Director of the UMMS Regional Science Resource Center recognized by the American Society for Cell Biology


October 10, 2002


WORCESTER, Mass. ¾ For her visionary leadership and her “innovative and sustained” efforts to improve the quality of science education throughout the Commonwealth, Sandra Mayrand, director of the Regional Science Resource Center at the University of Massachusetts Medical School, has been recognized with the fifth annual Bruce Alberts Award for Outstanding Contributions to Science Education by the American Society for Cell Biology (ASCB). The annual award honors member Bruce M. Alberts, PhD, president of the National Academy of Sciences and long-time advocate for the advancement of science education.


Announcing the award, ASCB Selection and Education Committee Chair Ken Miller said, “The Award Committee was deeply impressed with the way that Ms. Mayrand’s early volunteer K-12 science education activities have grown into a major science education initiative.  She brought researchers and educators together around the focus of experimental cell biology.”


Beginning in 1990 with Mayrand’s part-time volunteer outreach efforts towards local schools, under her enthusiastic guidance that science education initiative has evolved from a Science Mentor program into a wide range of educational assistance programs supported by national, state and local grants and foundations.

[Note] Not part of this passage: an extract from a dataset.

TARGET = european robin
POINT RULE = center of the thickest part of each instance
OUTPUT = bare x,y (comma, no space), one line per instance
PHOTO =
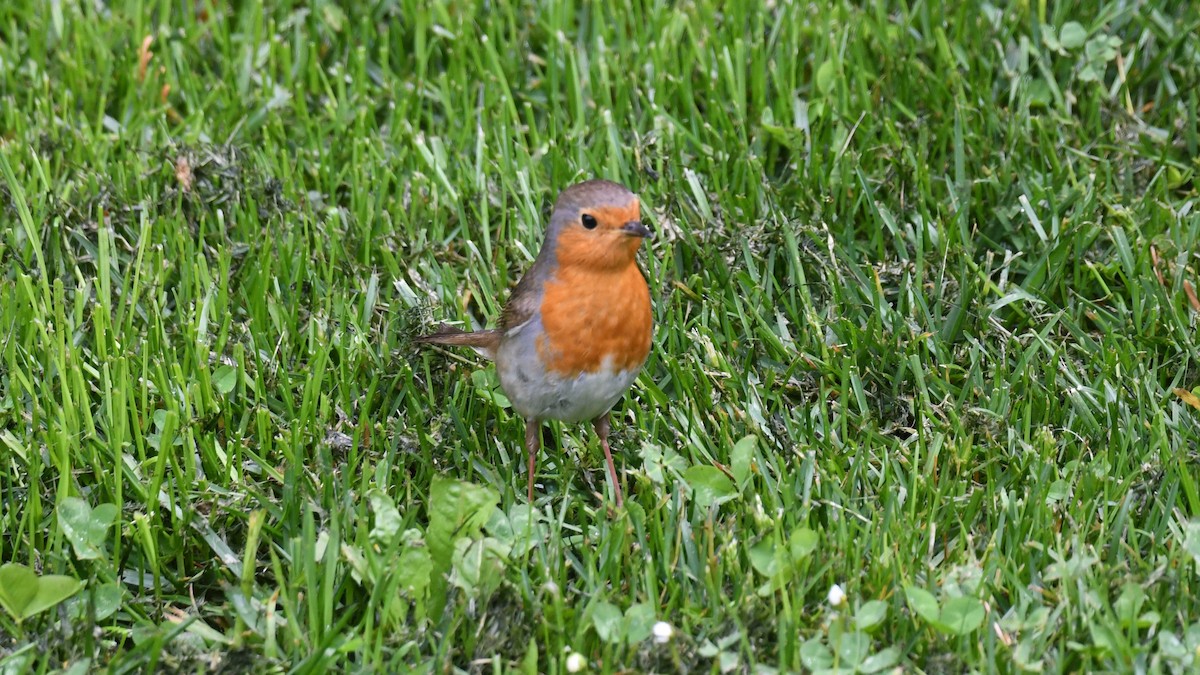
576,329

Among the Regional Science Resource Center’s offerings to districts across Massachusetts: a state-of-the-art laboratory for student use; a K-12 standards-based mathematics and science curriculum library with over $100,000 of instructional materials for teachers to preview and borrow; “Science to Go,” a refurbishment program for K-6 National Science Foundation curriculum units; and professional development programs in mathematics and science and technical assistance to districts across the region.


Mayrand also serves as director of the Central Massachusetts Partnerships Advancing Learning of Mathematics and Science (PALMS). Initiated in 1992 by the Massachusetts Department of Education in conjunction with the National Science Foundation and aimed at improving the way mathematics and science are taught in K-12 classrooms, PALMS is a widely successful program that was influential in the development of a statewide standards-based assessment program (MCAS). The program continues to foster important relationships among schools, colleges, businesses, cultural organizations and parents.


According to Thoru Pederson, PhD, the Vitold Arnett Professor of Cell Biology at the University of Massachusetts Medical School and Mayrand's nominator for the award, the success of the Regional Science Resource Center is a result of Mayrand’s passion for science and enthusiasm for sharing her knowledge. “In 1989, a student who was shadowing Sandy as she worked in the lab asked insightful questions and grasped the idea behind the ongoing experiments in an impressive way,” Dr. Pederson recalled.  “Later, Sandy found out to her astonishment that this student had failed biology! She gathered through the experience that a hands-on approach to biology made science more accessible and interesting and began a crusade to show high school students how real science works.”


Mayrand received her bachelor’s degree from the University of New Hampshire in 1968. She served as a research assistant at UNH and Indiana University before joining what was then the Worcester Foundation for Experimental Biology in 1976. In 1991, Mayrand received her MBA from Clark University and in 1997, Mayrand assumed the dual full-time roles of Regional Science Resource Center Director and Associate Director of the Office of Science Education at the University of Massachusetts Medical School. 


With 10,000 members, the American Society for Cell Biology is a critically important voice for basic biomedical research and for biology in the public interest. The Society's Annual Meeting is the largest and most influential gathering of research cell biologists in the world.


The Bruce Alberts Award for Outstanding Contributions to Science Education will be presented to Mayrand at the 42nd Annual Meeting which takes place December 14 - 18, 2002 at the Moscone Convention Center in San Francisco.


The University of Massachusetts Medical School is one of the fastest growing medical schools in the country, attracting more than $134 million in research funding annually.  A perennial top ten finisher in the annual US News & World Report ranking of primary care medical schools, UMMS comprises a medical school, graduate school of nursing, graduate school of biomedical sciences and an active research enterprise, and is a leader in health sciences education, research and public service.  In 1998, the UMMS system of hospitals and clinics merged with Memorial Health Care to form UMass Memorial Health Care, the clinical partner of the University of Massachusetts Medical School and the largest health care provider in Central Massachusetts.